For many years, Amazon has seemed to be at the cutting edge of all practices – from warehousing through to cloud computing and infrastructure development. Now however, as expert technicians become more autonomous, choosing their own hours and being offered the flexibility to work from wherever they choose – Amazon is being, not only slow to act, but also incredibly one-dimensional in its approach.
While this may not seem like a critical issue, in order to maintain the upper hand within its more competitive divisions, Amazon will be forced into a competitive hiring corner, where reputation comes second to respect through trust and autonomy.
Critical to this is its ability to hire top-notch programming and technology talent, a recruitment sector which is already very tight, and is only likely to get more so as specialist areas become even more specialised.

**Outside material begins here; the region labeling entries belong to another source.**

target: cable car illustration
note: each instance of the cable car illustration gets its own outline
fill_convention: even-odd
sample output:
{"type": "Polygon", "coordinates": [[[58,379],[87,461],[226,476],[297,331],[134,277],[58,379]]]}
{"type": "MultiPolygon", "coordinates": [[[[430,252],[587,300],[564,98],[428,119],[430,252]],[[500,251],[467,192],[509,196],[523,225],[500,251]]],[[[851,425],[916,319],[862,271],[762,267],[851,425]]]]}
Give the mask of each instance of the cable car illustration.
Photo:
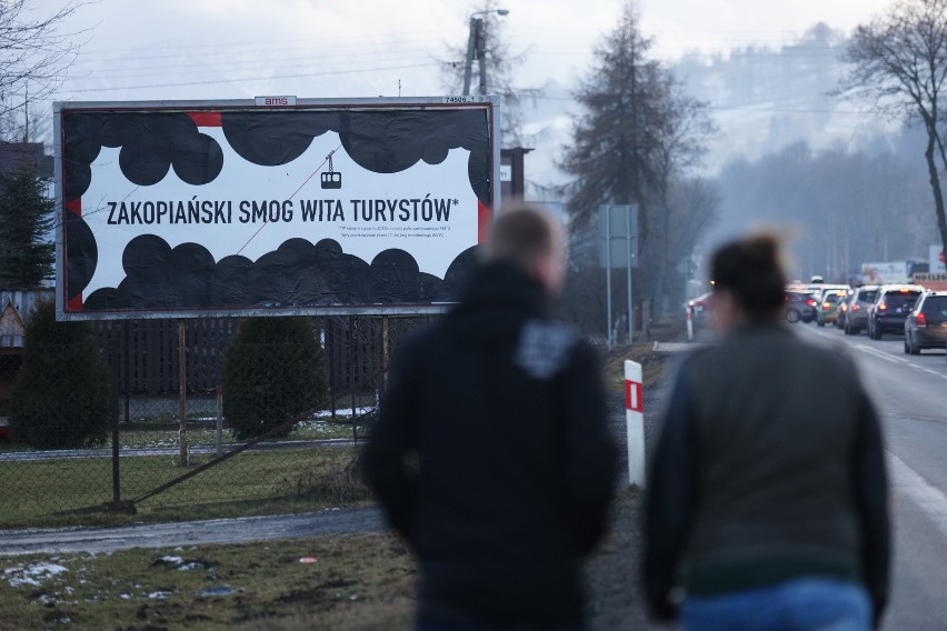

As the world moves towards new platforms such as augmented reality and artificial intelligence, Amazon puts itself in a dangerous position. Experts in these critical areas will not want to work with a business that doesn’t value their autonomy, flexibility and contribution over working hours. It’s understandable, and a requirement that Amazon should continue to regulate working hours within its warehousing and industrial divisions, where being present is a pre-requisite for effectiveness. However, if it doesn’t adapt quickly to other areas of its business, where someone being in the office is far from mandatory, they are set to lose battles that haven’t even started yet.